Heaps of yellow pumpkins and squashes lay in the corners of the fields;
cornstalks bowed their heads beneath the weight of ripened ears; beans
threatened to burst through their yellow pods; the sound of the
threshing machine was heard in the land; and the "hull univarse wanted
to be waited on to once," according to Jabe Slocum; for, as he
affirmed, "Yer couldn't ketch up with your work nohow, for if yer set up
nights 'n' worked Sundays, the craps 'd ripen 'n' go to seed on yer
'fore yer could git 'em harvested!"
And if there was peace and plenty without there was quite as much within
doors.
"I can't hardly tell what's the matter with me these days," said
Samantha Ann to Miss Vilda, as they sat peeling and slicing apples for
drying. "My heart has felt like a stun these last years, and now all to
once it's so soft I'm ashamed of it.

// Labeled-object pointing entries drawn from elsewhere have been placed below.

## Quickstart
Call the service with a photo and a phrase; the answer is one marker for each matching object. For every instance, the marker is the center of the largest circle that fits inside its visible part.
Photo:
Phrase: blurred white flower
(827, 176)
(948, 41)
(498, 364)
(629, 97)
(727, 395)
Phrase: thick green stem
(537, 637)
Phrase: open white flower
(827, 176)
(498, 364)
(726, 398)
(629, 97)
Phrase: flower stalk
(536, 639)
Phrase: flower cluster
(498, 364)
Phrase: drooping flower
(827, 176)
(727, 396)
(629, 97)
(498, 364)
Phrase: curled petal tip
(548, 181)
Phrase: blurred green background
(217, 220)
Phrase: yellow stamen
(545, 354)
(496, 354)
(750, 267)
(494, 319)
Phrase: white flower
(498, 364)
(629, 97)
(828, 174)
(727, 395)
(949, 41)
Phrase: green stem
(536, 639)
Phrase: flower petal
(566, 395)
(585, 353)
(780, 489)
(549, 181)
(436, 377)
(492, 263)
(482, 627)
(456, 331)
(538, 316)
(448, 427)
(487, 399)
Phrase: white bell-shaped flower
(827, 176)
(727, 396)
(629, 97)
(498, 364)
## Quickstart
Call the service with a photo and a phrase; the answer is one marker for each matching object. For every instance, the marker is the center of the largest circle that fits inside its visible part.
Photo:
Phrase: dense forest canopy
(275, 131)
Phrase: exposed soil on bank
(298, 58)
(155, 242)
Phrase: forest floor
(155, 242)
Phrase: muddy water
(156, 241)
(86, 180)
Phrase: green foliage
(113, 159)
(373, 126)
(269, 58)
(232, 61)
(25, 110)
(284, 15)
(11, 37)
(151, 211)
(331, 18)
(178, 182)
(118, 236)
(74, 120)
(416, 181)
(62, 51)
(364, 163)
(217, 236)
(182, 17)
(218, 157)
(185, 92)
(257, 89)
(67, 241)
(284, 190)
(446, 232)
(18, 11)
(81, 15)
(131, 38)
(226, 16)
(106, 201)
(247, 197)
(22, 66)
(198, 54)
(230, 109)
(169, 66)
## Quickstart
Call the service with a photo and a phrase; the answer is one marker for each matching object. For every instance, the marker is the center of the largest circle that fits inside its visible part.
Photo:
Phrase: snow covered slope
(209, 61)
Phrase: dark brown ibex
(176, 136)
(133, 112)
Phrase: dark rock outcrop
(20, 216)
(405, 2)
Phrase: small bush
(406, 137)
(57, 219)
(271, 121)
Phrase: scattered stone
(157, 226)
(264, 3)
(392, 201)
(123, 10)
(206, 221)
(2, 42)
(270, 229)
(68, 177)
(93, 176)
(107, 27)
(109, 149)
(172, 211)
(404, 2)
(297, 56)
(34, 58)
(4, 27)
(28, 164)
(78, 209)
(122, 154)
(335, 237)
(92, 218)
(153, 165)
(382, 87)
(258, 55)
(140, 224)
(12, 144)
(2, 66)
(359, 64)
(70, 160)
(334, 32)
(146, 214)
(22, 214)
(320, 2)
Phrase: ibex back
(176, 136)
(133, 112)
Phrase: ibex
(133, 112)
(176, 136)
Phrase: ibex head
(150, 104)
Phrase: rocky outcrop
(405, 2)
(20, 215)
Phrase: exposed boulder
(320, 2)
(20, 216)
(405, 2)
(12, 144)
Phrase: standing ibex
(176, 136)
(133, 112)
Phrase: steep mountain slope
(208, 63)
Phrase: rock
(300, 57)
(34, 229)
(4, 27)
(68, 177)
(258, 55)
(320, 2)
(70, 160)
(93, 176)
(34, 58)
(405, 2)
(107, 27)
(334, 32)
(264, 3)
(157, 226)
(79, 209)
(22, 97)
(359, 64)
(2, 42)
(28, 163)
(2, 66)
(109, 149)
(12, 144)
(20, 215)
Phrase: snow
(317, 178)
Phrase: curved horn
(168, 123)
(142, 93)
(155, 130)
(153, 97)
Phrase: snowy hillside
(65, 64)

Seems to me there never was such a
summer! The hay never smelt so sweet, the birds never sang so well, the
currants never jelled so hard! Why I can't kick the cat, though she's
more everlastin'ly under foot 'n ever, 'n' pretty soon I sha'n't even
have sprawl enough to jaw Jabe Slocum. I b'lieve it's nothin' in the
world but them children! They keep a runnin' after me, 'n' it's dear
Samanthy here, 'n' dear Samanthy there, jest as if I warn't a hombly old
maid; 'n' they take holt o' my hands on both sides o' me, 'n' won't stir
a step tell I go to see the chickens with 'em, 'n' the pig, 'n' one
thing 'n' 'nother, 'n' clappin' their hands when I make 'em gingerbread
men! And that reminds me, I see the school-teacher goin' down along this
mornin', 'n' I run out to see how Timothy was gittin' along in his
studies.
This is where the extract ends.